Les entreprises se montrent inventives pour se rapprocher au maximum des étudiants. « C’est à nous de les convaincre, la plupart des jeunes qui viennent à notre rencontre ont trois propositions d’emplois en main », souligne Sylvie Bernard-Curie, DRH Talents de KPMG. Le groupe a ainsi mis en place l’an dernier les « Talent Days » : 60 étudiants triés sur le volet sont accueillis au siège pour y rencontrer des managers et des patrons de « business unit », assister à une conférence et, bien sûr, passer des entretiens. Un parcours qui a séduit Guylain Marino, 24 ans, diplômé de l’Edhec, embauché à l’issue de l’événement en octobre. « Certains processus de recrutement, y compris pour des stages, sont longs, contraignants et sans garantie. Là, j’ai su que j’étais embauché en deux jours et après une sélection rigoureuse, c’était convaincant. »

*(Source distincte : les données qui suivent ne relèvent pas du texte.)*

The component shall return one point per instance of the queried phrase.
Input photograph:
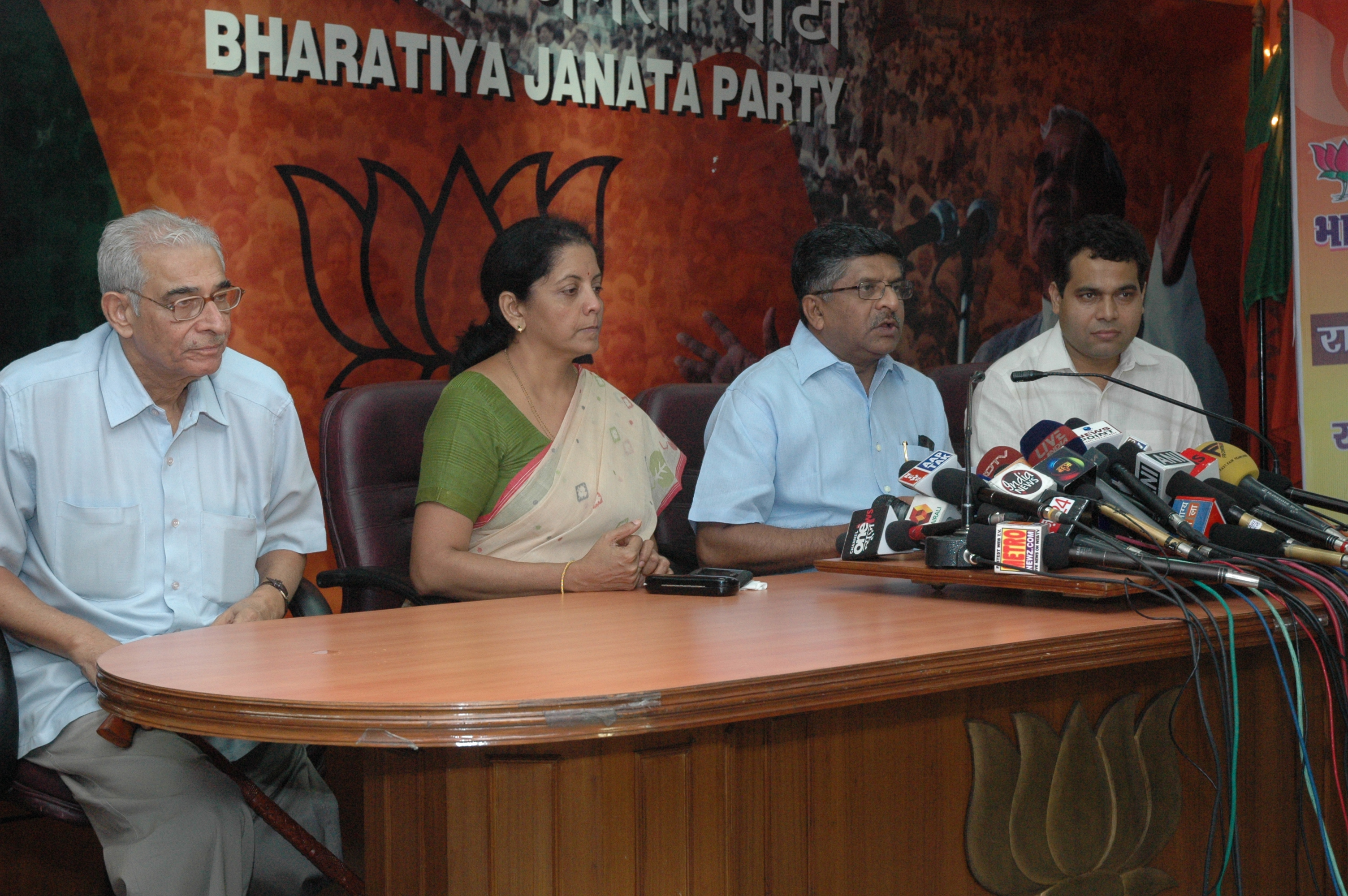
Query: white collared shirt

En parallèle, les acteurs de l’audit continuent à beaucoup investir dans les relations écoles. Animation de tables rondes, présentations en amphithéâtre, sponsoring d’associations et d’événements sportifs… Ces grands groupes soignent aussi leur image « digitale » : ils accroissent leur présence sur les réseaux sociaux, adoptent les derniers outils et bousculent leurs méthodes. PwC et Deloitte sont équipés pour scanner des CV pendant les salons et les envoyer directement dans leur base de données.

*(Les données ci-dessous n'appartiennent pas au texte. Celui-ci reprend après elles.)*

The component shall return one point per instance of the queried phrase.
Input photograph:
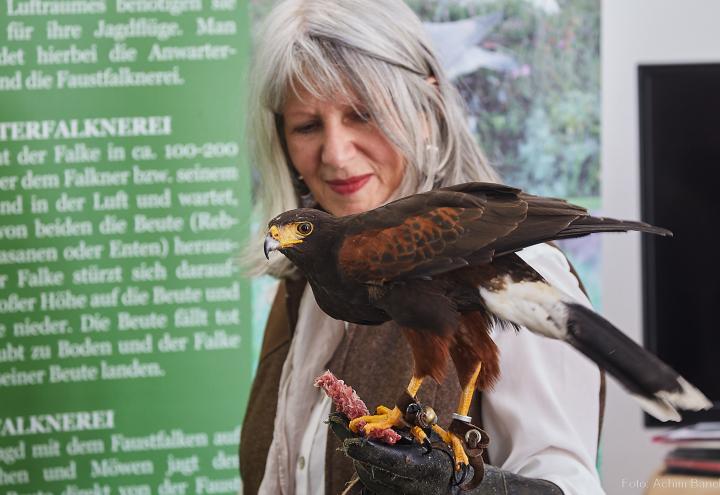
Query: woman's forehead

De son côté, Deloitte participe aux sites de classement d’entreprises comme Glassdoor, HappyTrainees, HappyCandidates. Toutes les firmes parient sur le mobile. « Depuis plus d’un an, les jeunes peuvent postuler à partir de leur ‘smartphone’, indique Olivia de Faÿ, directrice du recrutement de Mazars. Nous avons également lancé en février, un site, Nothing-to-hide.fr, permettant de mesurer son e-reputation. Il faut rester attractif auprès d’une population fortement ‘digitalisée’. » Mais les étudiants se fient en priorité au bouche à oreille entre pairs. « Chaque cabinet véhicule une image, confie Alix Boissinot, qui a rejoint Mazars il y a deux ans comme auditrice à l’issue de son diplôme d’Audencia. L’information circule beaucoup entre les étudiants de retour de stage, sur l’ambiance, les salaires ou la charge de travail. »

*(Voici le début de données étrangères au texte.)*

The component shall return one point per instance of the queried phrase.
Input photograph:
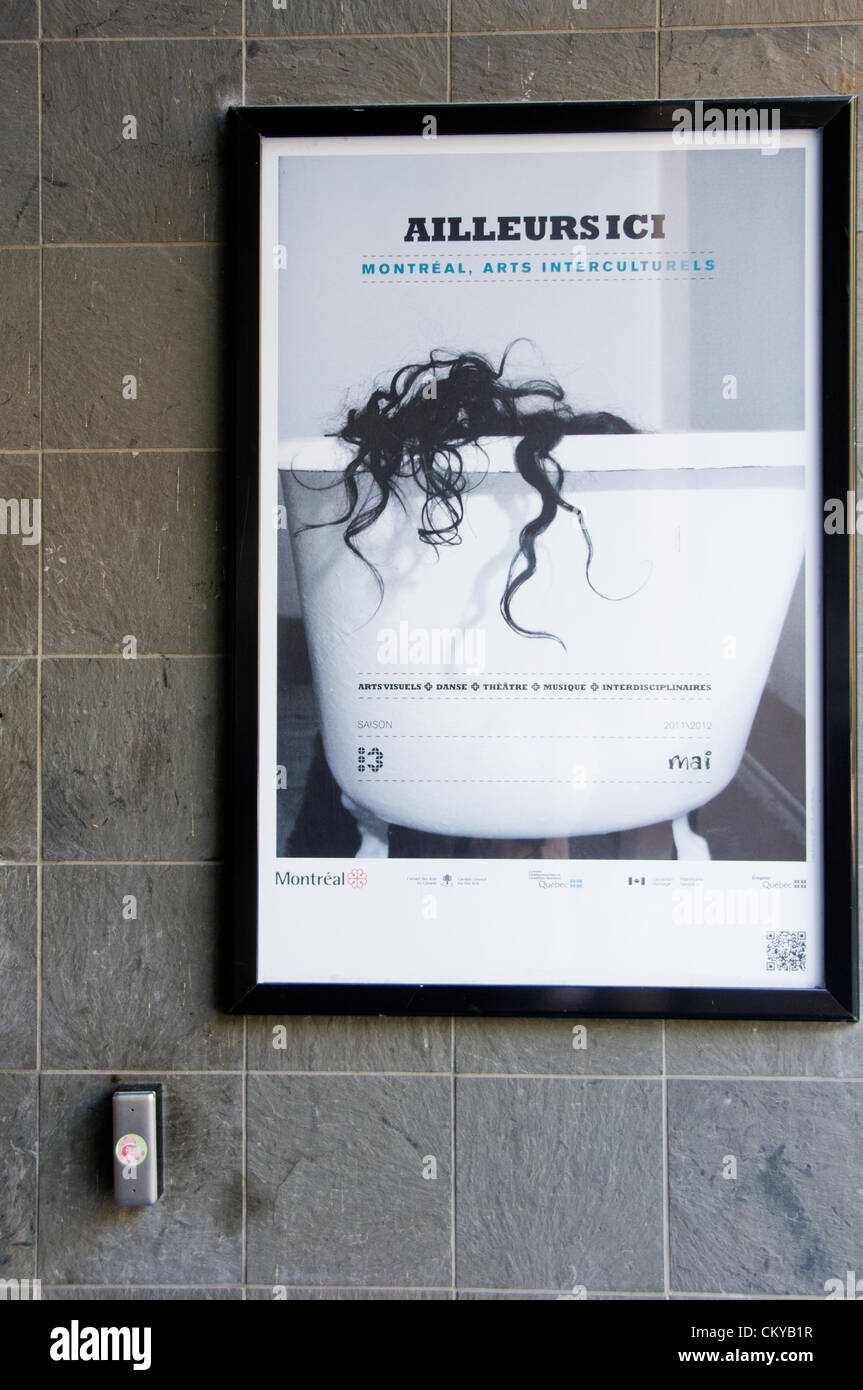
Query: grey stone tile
(495, 17)
(149, 313)
(18, 759)
(166, 185)
(17, 1176)
(758, 11)
(132, 1293)
(18, 556)
(348, 1044)
(335, 1180)
(163, 1008)
(559, 1045)
(20, 20)
(780, 61)
(551, 1296)
(346, 17)
(196, 1226)
(765, 1048)
(331, 71)
(791, 1218)
(132, 20)
(18, 141)
(280, 1293)
(553, 67)
(20, 349)
(559, 1182)
(18, 966)
(132, 759)
(161, 574)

Ensuite, l’enjeu est de fidéliser ces talents. D’autant que les Big Four affichent un turnover de 20 % en moyenne. « Ils offrent aux jeunes diplômés une progression rapide, des rémunérations attractives et de la notoriété, affirme Marie-Charlotte Boisson, membre de la division conseil & audit chez Michael Page. Une excellente manière de commencer sa vie active. » Un tremplin idéal… avant de partir vers d’autres horizons au bout de trois ou quatre ans, parfois même plus tôt. Pour retenir les meilleurs, les cabinets leur proposent de s’engager dans leurs fondations, d’effectuer du mécénat de compétences, de partir en congé solidaire… PwC ou Mazars ont aussi développé des missions de courte durée à l’étranger, accessibles en début de carrière. Dans l’audit, les jeunes pousses sont soigneusement cultivées.